What happened to me is so stupid I'm ashamed to speak of it!'

he said, reddening, and he was obliged to turn to Sergei Ivanovich, who came up to him.

`This is a pretty story of yours about the shirt!' said Sergei Ivanovich, shaking his head and smiling.

`Yes, yes!' answered Levin, without an idea of what they were talking about.

`Now, Kostia, you have to decide,' said Stepan Arkadyevich with an air of mock dismay, `a weighty question. You are at this moment just in the humor to appreciate all its gravity. They ask me, are they to light the candles that have been lighted before or candles that have never been lighted? It's a matter of ten roubles,' he added, relaxing his lips into a smile. `I have decided, but I was afraid you might not agree.'

Levin saw it was a joke, but he could not smile.

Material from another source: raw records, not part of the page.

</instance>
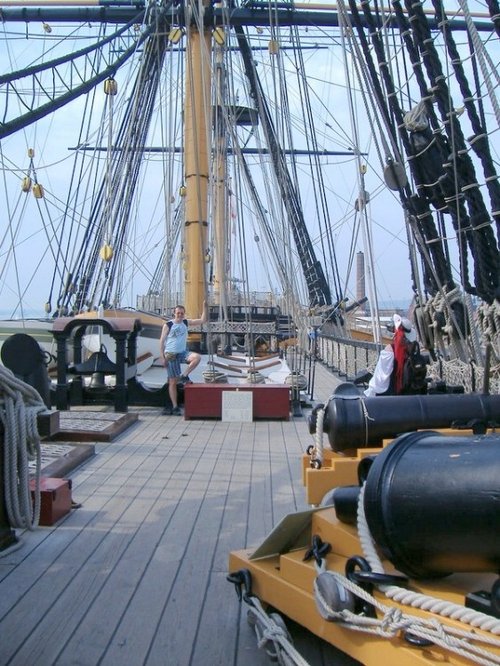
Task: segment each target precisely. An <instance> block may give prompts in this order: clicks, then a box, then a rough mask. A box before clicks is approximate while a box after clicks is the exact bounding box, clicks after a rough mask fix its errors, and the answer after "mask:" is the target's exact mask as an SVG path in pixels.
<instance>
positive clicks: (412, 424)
mask: <svg viewBox="0 0 500 666" xmlns="http://www.w3.org/2000/svg"><path fill="white" fill-rule="evenodd" d="M316 418H317V410H313V413H312V414H311V417H310V419H309V431H310V432H311V433H314V432H316ZM499 423H500V395H483V394H478V393H473V394H442V395H441V394H436V395H408V396H380V397H374V398H366V397H365V396H364V395H362V394H360V393H359V391H358V389H357V387H356V386H354V384H349V383H345V384H341V385H340V386H338V387H337V389H336V390H335V392H334V393H333V395H332V396H330V398H329V400H328V403H327V404H326V406H325V414H324V419H323V431H324V432H325V433H326V434H327V435H328V441H329V443H330V446H331V448H332V450H333V451H337V452H339V451H345V450H347V449H353V448H362V447H369V446H381V444H382V440H383V439H387V438H390V437H396V436H397V435H400V434H402V433H405V432H410V431H413V430H421V429H424V428H449V427H454V428H472V429H473V430H474V432H477V433H484V432H486V429H487V428H489V427H495V426H497V425H499Z"/></svg>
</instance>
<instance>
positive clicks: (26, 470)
mask: <svg viewBox="0 0 500 666" xmlns="http://www.w3.org/2000/svg"><path fill="white" fill-rule="evenodd" d="M46 410H47V407H46V406H45V403H44V402H43V400H42V398H41V397H40V394H39V393H38V391H36V390H35V389H34V388H33V387H32V386H30V385H29V384H26V383H25V382H23V381H21V380H20V379H17V378H16V377H15V376H14V374H13V373H12V372H11V371H10V370H8V369H7V368H4V367H3V366H0V419H1V421H2V424H3V428H4V447H3V448H4V496H5V508H6V511H7V516H8V519H9V524H10V526H11V527H19V528H25V529H26V528H27V529H30V530H32V529H34V528H35V527H37V525H38V521H39V518H40V470H41V452H40V435H39V434H38V427H37V414H39V413H40V412H44V411H46ZM30 460H35V461H36V472H35V502H34V506H33V503H32V501H31V492H30V485H29V468H28V463H29V461H30Z"/></svg>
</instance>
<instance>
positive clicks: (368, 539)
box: [358, 486, 500, 663]
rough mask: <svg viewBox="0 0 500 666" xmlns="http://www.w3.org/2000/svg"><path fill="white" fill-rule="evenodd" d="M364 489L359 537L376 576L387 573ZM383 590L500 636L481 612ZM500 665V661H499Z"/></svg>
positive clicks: (415, 593) (469, 637) (498, 631)
mask: <svg viewBox="0 0 500 666" xmlns="http://www.w3.org/2000/svg"><path fill="white" fill-rule="evenodd" d="M364 490H365V486H363V487H362V488H361V491H360V493H359V500H358V536H359V540H360V543H361V546H362V548H363V554H364V556H365V558H366V560H367V562H368V563H369V565H370V567H371V569H372V571H375V572H377V573H385V572H384V567H383V564H382V561H381V559H380V557H379V555H378V553H377V551H376V548H375V544H374V542H373V539H372V536H371V534H370V529H369V527H368V523H367V521H366V516H365V509H364V501H363V498H364ZM380 590H381V591H382V592H384V594H385V595H386V596H387V598H388V599H393V600H394V601H397V602H398V603H400V604H403V605H405V606H412V607H413V608H421V609H422V610H425V611H429V612H431V613H436V614H438V615H442V616H443V617H449V618H452V619H453V620H457V621H459V622H463V623H464V624H469V625H470V626H472V627H475V628H478V629H482V630H483V631H489V632H490V633H491V634H494V635H500V620H498V619H497V618H494V617H492V616H491V615H486V614H485V613H480V612H479V611H475V610H471V609H470V608H466V607H465V606H462V605H460V604H455V603H451V602H448V601H444V600H443V599H437V598H435V597H432V596H429V595H426V594H421V593H419V592H413V591H411V590H407V589H406V588H401V587H398V586H397V585H387V586H385V585H381V586H380ZM464 635H467V636H468V637H469V638H471V639H472V638H477V636H476V634H475V633H474V632H464ZM494 644H495V645H497V644H498V645H499V646H500V641H495V643H494ZM498 663H500V658H499V662H498Z"/></svg>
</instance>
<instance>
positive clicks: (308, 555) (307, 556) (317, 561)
mask: <svg viewBox="0 0 500 666" xmlns="http://www.w3.org/2000/svg"><path fill="white" fill-rule="evenodd" d="M331 549H332V547H331V545H330V544H329V543H327V542H326V541H322V540H321V538H320V537H319V536H318V535H317V534H315V535H314V536H313V538H312V546H311V548H309V550H307V551H306V553H305V555H304V557H303V560H302V561H303V562H308V561H309V560H310V559H311V558H312V557H314V559H315V560H316V563H317V564H318V565H320V564H321V560H324V559H325V557H326V556H327V555H328V553H329V552H330V551H331Z"/></svg>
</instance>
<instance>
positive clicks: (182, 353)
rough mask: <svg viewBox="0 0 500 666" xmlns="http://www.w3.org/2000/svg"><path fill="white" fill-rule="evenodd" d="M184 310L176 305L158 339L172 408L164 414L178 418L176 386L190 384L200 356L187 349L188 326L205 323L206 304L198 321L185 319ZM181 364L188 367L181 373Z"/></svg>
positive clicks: (197, 320)
mask: <svg viewBox="0 0 500 666" xmlns="http://www.w3.org/2000/svg"><path fill="white" fill-rule="evenodd" d="M185 314H186V309H185V308H184V306H183V305H176V306H175V309H174V317H173V319H171V320H170V321H167V322H165V324H163V328H162V331H161V337H160V357H161V358H162V359H163V363H164V365H165V367H166V369H167V373H168V394H169V396H170V400H171V401H172V407H171V408H170V407H165V409H164V410H163V413H164V414H173V415H175V416H180V414H181V410H180V409H179V407H178V405H177V384H178V383H179V382H184V383H187V382H190V381H191V380H190V379H189V373H190V372H192V371H193V370H194V369H195V368H196V367H197V365H198V364H199V363H200V360H201V356H200V355H199V354H198V353H197V352H190V351H188V349H187V336H188V327H189V326H198V325H200V324H204V323H205V322H206V321H207V304H206V302H205V301H203V312H202V313H201V317H200V318H199V319H185ZM181 363H187V364H188V367H187V368H186V371H185V372H184V373H181Z"/></svg>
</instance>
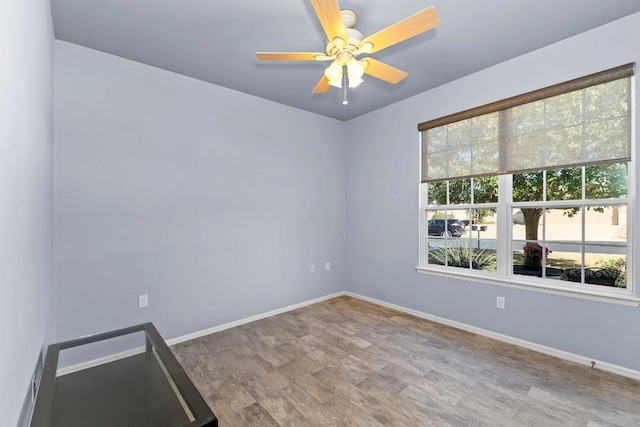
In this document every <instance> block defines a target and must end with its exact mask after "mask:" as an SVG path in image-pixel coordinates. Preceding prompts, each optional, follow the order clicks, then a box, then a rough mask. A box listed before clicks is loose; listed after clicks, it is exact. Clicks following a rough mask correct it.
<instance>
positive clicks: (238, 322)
mask: <svg viewBox="0 0 640 427" xmlns="http://www.w3.org/2000/svg"><path fill="white" fill-rule="evenodd" d="M344 295H347V296H350V297H352V298H357V299H360V300H363V301H367V302H370V303H372V304H376V305H379V306H382V307H387V308H391V309H394V310H397V311H400V312H403V313H407V314H411V315H412V316H416V317H419V318H421V319H426V320H430V321H432V322H436V323H440V324H443V325H447V326H451V327H454V328H457V329H461V330H463V331H467V332H471V333H474V334H477V335H482V336H485V337H488V338H493V339H495V340H498V341H502V342H505V343H507V344H513V345H517V346H519V347H523V348H527V349H529V350H533V351H537V352H540V353H544V354H548V355H550V356H554V357H558V358H560V359H564V360H568V361H570V362H575V363H579V364H581V365H586V366H592V362H595V365H593V367H594V368H596V369H600V370H603V371H606V372H612V373H614V374H618V375H622V376H625V377H628V378H633V379H636V380H640V371H636V370H633V369H628V368H625V367H622V366H618V365H614V364H612V363H607V362H602V361H598V360H593V359H590V358H588V357H586V356H581V355H578V354H574V353H569V352H567V351H563V350H558V349H556V348H552V347H547V346H544V345H540V344H536V343H532V342H530V341H525V340H522V339H519V338H514V337H511V336H508V335H504V334H500V333H497V332H492V331H489V330H486V329H482V328H478V327H475V326H471V325H467V324H465V323H461V322H456V321H454V320H449V319H445V318H443V317H439V316H434V315H432V314H427V313H424V312H421V311H417V310H413V309H410V308H406V307H403V306H400V305H396V304H391V303H388V302H384V301H380V300H377V299H375V298H369V297H366V296H364V295H360V294H356V293H353V292H349V291H343V292H336V293H335V294H331V295H327V296H324V297H320V298H316V299H313V300H309V301H305V302H301V303H299V304H294V305H290V306H287V307H284V308H280V309H276V310H273V311H269V312H266V313H263V314H258V315H255V316H251V317H247V318H244V319H240V320H237V321H234V322H229V323H225V324H222V325H219V326H214V327H212V328H208V329H203V330H201V331H197V332H194V333H191V334H187V335H183V336H180V337H175V338H171V339H170V340H167V345H169V346H171V345H175V344H179V343H181V342H185V341H189V340H192V339H196V338H199V337H202V336H205V335H209V334H212V333H215V332H220V331H223V330H225V329H229V328H233V327H236V326H240V325H244V324H247V323H250V322H254V321H256V320H261V319H264V318H266V317H270V316H275V315H277V314H281V313H285V312H287V311H292V310H296V309H298V308H302V307H306V306H308V305H311V304H316V303H318V302H322V301H326V300H328V299H331V298H336V297H340V296H344ZM143 351H144V347H138V348H135V349H132V350H129V351H125V352H122V353H118V354H114V355H111V356H106V357H101V358H99V359H94V360H90V361H88V362H84V363H80V364H77V365H73V366H68V367H65V368H61V369H58V371H57V375H58V376H61V375H66V374H70V373H73V372H77V371H81V370H83V369H87V368H92V367H94V366H98V365H101V364H103V363H108V362H113V361H115V360H119V359H122V358H124V357H128V356H133V355H136V354H140V353H142V352H143Z"/></svg>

`Well, how's it to be then - unused or used candles? - that is the question.'

`Yes, yes, unused ones.'

`Oh, I'm very glad. The question's decided!' said Stepan Arkadyevich, smiling. `How silly men become, though, in this situation,' he said to Chirikov, when Levin, after looking absently at him, had moved back to his bride.

`Kitty, mind you're the first to step on the carpet,' said Countess Nordstone, coming up. `You're a fine person!' she said to Levin.

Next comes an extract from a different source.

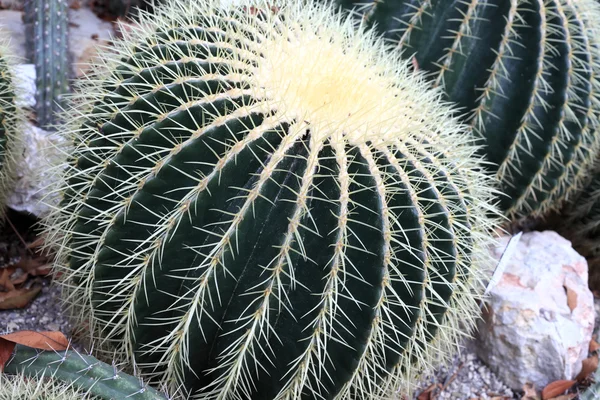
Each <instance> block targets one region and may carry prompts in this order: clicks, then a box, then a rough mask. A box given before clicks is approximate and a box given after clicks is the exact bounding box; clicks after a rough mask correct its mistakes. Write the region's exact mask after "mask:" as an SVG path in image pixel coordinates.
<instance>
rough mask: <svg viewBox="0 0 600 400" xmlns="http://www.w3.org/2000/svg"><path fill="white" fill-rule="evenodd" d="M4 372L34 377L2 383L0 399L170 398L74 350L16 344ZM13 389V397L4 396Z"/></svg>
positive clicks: (29, 376) (2, 378) (12, 373)
mask: <svg viewBox="0 0 600 400" xmlns="http://www.w3.org/2000/svg"><path fill="white" fill-rule="evenodd" d="M4 372H5V373H6V374H11V375H13V376H15V377H21V378H22V377H28V378H30V379H32V381H30V382H18V383H16V384H14V385H12V386H10V385H0V400H4V399H5V398H6V399H7V400H8V399H11V400H15V399H17V400H19V399H23V400H30V399H36V398H40V399H44V400H46V399H57V400H58V399H61V400H64V399H81V398H85V399H98V400H100V399H106V400H110V399H132V400H166V399H167V398H166V397H165V396H164V395H162V394H160V393H159V392H158V391H156V390H155V389H153V388H152V387H150V386H147V385H145V384H143V382H141V381H140V380H139V379H138V378H135V377H133V376H131V375H128V374H125V373H123V372H122V371H119V370H118V369H117V367H116V366H114V365H108V364H105V363H103V362H101V361H99V360H98V359H96V358H94V357H92V356H89V355H85V354H80V353H79V352H77V351H75V350H66V351H39V350H36V349H32V348H29V347H25V346H22V345H17V347H16V350H15V352H14V354H13V357H12V358H11V360H10V361H9V363H8V364H7V365H6V367H5V369H4ZM0 377H2V375H0ZM3 379H12V380H13V382H14V381H15V378H10V377H8V378H7V377H6V376H5V377H3V378H2V379H0V382H1V381H2V380H3ZM11 392H12V393H13V397H3V396H6V395H7V394H10V393H11ZM14 395H17V396H14ZM26 395H29V397H26ZM19 396H20V397H19ZM36 396H37V397H36ZM52 396H53V397H52Z"/></svg>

`Aren't you frightened, eh?' said Marya Dmitrievna, an old aunt.

`Are you cold? You're pale. Stop a minute, stoop down,' said Kitty's sister, Madame Lvova, and with her plump, pretty hands she smilingly set straight the flowers on her head.

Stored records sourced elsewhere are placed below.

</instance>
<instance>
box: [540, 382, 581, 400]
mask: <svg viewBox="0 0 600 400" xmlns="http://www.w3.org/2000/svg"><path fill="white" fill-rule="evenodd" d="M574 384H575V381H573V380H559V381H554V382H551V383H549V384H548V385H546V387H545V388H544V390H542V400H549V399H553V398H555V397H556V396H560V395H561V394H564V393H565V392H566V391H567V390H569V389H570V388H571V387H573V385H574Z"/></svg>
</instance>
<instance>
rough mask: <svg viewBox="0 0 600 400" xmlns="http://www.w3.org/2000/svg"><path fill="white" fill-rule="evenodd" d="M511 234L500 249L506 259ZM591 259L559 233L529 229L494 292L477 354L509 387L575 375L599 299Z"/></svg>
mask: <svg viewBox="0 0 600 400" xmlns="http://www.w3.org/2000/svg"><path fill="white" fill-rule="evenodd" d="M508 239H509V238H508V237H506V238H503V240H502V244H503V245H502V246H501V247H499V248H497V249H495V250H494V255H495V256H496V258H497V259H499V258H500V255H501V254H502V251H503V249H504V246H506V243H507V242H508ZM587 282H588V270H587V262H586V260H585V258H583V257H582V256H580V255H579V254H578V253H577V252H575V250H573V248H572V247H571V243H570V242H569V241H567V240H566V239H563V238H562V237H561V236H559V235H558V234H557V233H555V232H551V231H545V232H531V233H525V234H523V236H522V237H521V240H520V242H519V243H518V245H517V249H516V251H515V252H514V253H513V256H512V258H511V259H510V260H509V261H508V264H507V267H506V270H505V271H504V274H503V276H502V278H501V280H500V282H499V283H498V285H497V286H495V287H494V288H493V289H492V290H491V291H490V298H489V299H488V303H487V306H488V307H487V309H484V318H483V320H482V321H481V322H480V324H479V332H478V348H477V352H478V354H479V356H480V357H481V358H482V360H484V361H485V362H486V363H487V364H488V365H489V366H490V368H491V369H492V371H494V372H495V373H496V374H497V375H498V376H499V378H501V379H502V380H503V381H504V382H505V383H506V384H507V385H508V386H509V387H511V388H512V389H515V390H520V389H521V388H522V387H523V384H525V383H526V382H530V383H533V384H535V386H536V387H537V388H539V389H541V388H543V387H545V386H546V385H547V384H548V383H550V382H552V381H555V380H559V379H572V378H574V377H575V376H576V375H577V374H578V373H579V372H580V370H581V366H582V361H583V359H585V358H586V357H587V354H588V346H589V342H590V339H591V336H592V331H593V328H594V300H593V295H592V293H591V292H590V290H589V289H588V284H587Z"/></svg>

Dolly came up, tried to say something, but could not speak, cried, and then laughed naturally.

Kitty looked at all of them with the same absent eyes as Levin.

Meanwhile the officiating clergy had got into their vestments, and the priest and deacon came out to the lectern, which stood in the porch of the church. The priest turned to Levin saying something. Levin did not hear what the priest said.

`Take the bride's hand and lead her up,' the best man said to Levin.

It was a long while before Levin could make out what was expected of him. For a long time they tried to set him right and made him begin again - because he kept taking Kitty by the wrong arm or with the wrong arm - till he understood at last that what he had to do was, without changing his position, to take her right hand in his right hand. When at last he had taken the bride's hand in the correct way, the priest walked a few paces in front of them and stopped at the lectern. The crowd of friends and relations moved after them, with a buzz of talk and a rustle of trains.

Someone stooped down and straightened out the bride's train. The church became so still that the drops of wax could be heard falling from the candles.

The little old priest in his calotte, with his long silvery-gray locks of hair parted behind his ears, was fumbling with something at the lectern, putting out his little old hands from under the heavy silver vestment with the gold cross on the back of it.

Stepan Arkadyevich approached him cautiously, whispered something, and, giving a wink at Levin, walked back again.

The priest lighted two candles, wreathed with flowers, and holding them sideways so that the wax dropped slowly from them he turned, facing the bridal pair. The priest was the same old man who had confessed Levin.